Panel says Wolfowitz broke rules on girlfriend's salary - News - Evening Standard
       

Panel says Wolfowitz broke rules on girlfriend's salary

World Bank chief Paul Wolfowitz was fighting to save his job today after a panel of executives said he broke its rules in awarding a hefty pay rise to his girlfriend.

The panel said Mr Wolfowitz, one of the architects of the Iraq war, had produced a "crisis of leadership" at the bank. In a report released ahead of a meeting today of the bank's 24-strong board, the panel said he had broken the code of conduct and violated the terms of his contract.

Mr Wolfowitz, 62, secured a pay rise for his Oxford-educated partner Shaha Riza, 52, after he was appointed president of the World Bank in 2005.

She was transferred to the US State Department to avoid a conflict of interest but stayed on the bank's payroll. Her salary went from £98,162 to £132,851. With subsequent increases, it eventually rose to £142,881.

The panel concluded the salary increase Ms Riza received "at Mr Wolfowitz's direction was in excess of the range" allowed under bank rules.

The panel concluded: "The (board) must consider whether Mr Wolfowitz will be able to provide the leadership needed to ensure that the bank continues to operate to the fullest extent possible in achieving its mandate."

The report piles pressure on Mr Wolfowitz to resign. Critics say his conduct has undermined the bank's ability to demand greater transparency and better governance from the developing countries it supports.

But Mr Wolfowitz looked set to resist calls for his dismissal.

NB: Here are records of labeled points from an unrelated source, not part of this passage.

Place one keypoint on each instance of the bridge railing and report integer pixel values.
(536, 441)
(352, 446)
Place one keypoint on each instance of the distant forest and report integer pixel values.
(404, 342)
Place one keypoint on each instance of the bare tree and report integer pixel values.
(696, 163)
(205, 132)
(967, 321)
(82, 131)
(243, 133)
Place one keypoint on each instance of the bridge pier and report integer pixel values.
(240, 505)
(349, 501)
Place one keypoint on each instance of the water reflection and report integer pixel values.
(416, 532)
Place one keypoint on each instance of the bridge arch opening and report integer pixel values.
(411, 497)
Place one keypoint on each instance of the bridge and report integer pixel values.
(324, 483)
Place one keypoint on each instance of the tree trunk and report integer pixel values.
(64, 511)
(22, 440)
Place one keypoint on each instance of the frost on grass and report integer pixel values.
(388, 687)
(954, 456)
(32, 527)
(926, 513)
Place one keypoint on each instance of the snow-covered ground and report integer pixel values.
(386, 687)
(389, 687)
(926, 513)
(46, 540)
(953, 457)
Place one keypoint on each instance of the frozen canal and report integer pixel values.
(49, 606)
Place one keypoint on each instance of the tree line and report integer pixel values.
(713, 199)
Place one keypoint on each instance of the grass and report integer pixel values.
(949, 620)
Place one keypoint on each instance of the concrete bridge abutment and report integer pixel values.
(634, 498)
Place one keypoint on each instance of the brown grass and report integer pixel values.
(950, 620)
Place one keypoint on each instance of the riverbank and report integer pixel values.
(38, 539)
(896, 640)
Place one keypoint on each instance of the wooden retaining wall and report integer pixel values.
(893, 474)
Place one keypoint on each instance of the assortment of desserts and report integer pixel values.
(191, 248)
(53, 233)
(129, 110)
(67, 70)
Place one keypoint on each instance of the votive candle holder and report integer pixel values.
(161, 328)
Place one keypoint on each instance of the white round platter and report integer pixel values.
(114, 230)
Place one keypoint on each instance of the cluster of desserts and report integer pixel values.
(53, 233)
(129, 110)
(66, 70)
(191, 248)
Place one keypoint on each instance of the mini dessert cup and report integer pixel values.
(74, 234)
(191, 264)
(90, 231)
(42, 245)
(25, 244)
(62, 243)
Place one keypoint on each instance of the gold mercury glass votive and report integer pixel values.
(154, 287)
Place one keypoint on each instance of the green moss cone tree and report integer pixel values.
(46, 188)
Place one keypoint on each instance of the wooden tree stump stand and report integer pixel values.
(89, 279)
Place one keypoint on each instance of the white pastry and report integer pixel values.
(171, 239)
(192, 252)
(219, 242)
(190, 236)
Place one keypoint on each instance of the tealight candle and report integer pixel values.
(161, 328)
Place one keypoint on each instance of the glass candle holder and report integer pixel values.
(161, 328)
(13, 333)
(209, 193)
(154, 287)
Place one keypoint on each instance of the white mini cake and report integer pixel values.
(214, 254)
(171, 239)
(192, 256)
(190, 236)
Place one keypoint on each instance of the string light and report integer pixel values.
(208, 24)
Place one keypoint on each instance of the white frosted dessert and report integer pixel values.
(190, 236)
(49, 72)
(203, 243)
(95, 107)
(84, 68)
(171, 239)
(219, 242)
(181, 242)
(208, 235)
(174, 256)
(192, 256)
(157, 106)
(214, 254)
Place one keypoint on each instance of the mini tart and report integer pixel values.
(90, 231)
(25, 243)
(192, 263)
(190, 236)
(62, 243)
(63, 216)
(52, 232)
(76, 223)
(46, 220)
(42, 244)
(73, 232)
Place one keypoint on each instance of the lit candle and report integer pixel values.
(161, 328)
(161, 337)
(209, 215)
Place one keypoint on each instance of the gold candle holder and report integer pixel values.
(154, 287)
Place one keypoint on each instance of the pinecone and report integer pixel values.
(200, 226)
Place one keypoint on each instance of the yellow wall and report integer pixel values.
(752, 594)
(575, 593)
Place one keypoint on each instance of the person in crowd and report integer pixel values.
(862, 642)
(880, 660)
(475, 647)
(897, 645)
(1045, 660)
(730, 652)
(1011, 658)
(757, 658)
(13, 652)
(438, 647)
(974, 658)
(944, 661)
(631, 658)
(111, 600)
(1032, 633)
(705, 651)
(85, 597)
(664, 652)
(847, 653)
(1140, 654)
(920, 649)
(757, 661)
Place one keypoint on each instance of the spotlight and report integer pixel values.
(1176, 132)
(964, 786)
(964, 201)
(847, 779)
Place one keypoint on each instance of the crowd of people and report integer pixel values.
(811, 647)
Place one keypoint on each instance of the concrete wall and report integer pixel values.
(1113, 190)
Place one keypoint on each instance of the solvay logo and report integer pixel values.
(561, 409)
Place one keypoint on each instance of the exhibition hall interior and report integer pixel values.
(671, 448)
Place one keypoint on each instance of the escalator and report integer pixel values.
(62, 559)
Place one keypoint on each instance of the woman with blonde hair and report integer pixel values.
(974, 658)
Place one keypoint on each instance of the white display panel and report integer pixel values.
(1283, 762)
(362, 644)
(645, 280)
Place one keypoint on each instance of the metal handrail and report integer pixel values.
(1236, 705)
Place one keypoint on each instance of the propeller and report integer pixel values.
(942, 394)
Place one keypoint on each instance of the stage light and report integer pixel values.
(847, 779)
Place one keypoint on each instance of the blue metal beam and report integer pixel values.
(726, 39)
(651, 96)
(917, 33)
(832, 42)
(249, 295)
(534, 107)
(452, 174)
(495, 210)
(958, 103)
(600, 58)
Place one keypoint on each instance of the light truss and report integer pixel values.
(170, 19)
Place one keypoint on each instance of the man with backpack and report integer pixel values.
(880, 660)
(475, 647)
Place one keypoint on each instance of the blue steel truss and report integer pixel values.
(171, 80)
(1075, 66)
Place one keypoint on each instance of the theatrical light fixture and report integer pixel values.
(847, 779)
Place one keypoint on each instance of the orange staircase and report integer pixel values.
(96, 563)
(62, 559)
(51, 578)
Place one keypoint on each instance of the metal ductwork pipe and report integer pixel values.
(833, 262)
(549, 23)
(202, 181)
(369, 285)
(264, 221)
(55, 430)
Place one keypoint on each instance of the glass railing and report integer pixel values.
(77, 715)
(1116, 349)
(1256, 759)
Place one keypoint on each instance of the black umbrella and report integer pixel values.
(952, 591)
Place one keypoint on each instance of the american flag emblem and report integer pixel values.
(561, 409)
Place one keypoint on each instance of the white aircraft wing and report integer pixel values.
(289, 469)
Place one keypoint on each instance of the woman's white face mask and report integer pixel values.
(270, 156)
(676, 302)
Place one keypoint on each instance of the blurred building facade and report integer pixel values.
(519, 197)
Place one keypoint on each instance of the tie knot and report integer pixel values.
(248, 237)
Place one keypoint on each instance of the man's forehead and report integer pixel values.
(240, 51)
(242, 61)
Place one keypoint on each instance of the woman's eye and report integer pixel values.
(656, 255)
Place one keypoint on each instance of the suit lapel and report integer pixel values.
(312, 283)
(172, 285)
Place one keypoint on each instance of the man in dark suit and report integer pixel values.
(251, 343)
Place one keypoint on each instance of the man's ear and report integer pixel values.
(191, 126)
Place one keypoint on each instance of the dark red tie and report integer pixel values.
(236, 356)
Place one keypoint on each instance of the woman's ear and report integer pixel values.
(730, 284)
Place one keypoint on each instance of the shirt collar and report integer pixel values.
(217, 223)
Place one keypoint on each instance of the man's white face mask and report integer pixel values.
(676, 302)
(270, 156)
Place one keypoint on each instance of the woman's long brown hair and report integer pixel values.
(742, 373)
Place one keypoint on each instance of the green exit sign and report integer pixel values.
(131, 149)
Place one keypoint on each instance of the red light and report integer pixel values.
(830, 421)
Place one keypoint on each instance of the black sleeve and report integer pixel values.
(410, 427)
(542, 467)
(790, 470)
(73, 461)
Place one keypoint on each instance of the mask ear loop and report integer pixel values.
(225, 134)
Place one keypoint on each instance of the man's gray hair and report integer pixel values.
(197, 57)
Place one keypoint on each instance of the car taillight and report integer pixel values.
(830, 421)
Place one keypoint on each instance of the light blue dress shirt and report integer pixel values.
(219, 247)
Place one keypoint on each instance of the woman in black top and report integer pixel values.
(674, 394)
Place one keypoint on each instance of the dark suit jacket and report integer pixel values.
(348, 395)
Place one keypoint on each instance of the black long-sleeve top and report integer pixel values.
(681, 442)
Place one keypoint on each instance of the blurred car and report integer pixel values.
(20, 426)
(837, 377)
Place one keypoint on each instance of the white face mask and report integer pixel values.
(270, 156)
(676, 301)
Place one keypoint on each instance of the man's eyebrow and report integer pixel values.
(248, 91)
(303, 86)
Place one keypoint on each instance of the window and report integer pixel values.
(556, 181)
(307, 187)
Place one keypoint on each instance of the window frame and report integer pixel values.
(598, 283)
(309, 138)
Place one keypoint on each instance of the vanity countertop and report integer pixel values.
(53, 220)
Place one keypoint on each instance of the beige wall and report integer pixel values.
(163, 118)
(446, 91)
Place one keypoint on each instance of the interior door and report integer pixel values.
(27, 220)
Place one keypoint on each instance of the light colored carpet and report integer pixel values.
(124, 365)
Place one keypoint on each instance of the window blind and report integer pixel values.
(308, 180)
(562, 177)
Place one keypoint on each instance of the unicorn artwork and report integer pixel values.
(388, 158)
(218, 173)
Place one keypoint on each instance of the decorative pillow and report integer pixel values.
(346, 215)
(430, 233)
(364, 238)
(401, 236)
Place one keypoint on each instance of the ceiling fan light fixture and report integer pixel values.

Speaking ahead of the board hearing, he said of the panel's report: "It is highly unfair and unwarranted to now find that I engaged in a conflict of interest because I relied on the advice of the ethics committee as best I understood it."

He said in a submission to the panel he did not attempt to hide details of the arrangement from bank officials. "I did not have it locked up or placed in a secret drawer; it was a contract of the bank."

The issue has become a battle of wills between the US and Europe, with White House allies of Mr Wolfowitz saying the report did not "merit his dismissal".

The panel said Mr Wolfowitz "placed himself in a conflict of interest situation" when he became involved in the terms and details of Ms Riza's pay package and "he should have withdrawn from any decision-making in the matter".

European members - led by Germany, France and the Dutch - are pushing for Mr Wolfowitz to resign.

A US Treasury spokeswoman said: "This was a unique situation, mis-steps occurred on all sides and communication may not have been clear enough.

"The facts reveal that President Wolfowitz acted to find a pragmatic solution and to carry out the direction he received from the ethics committee."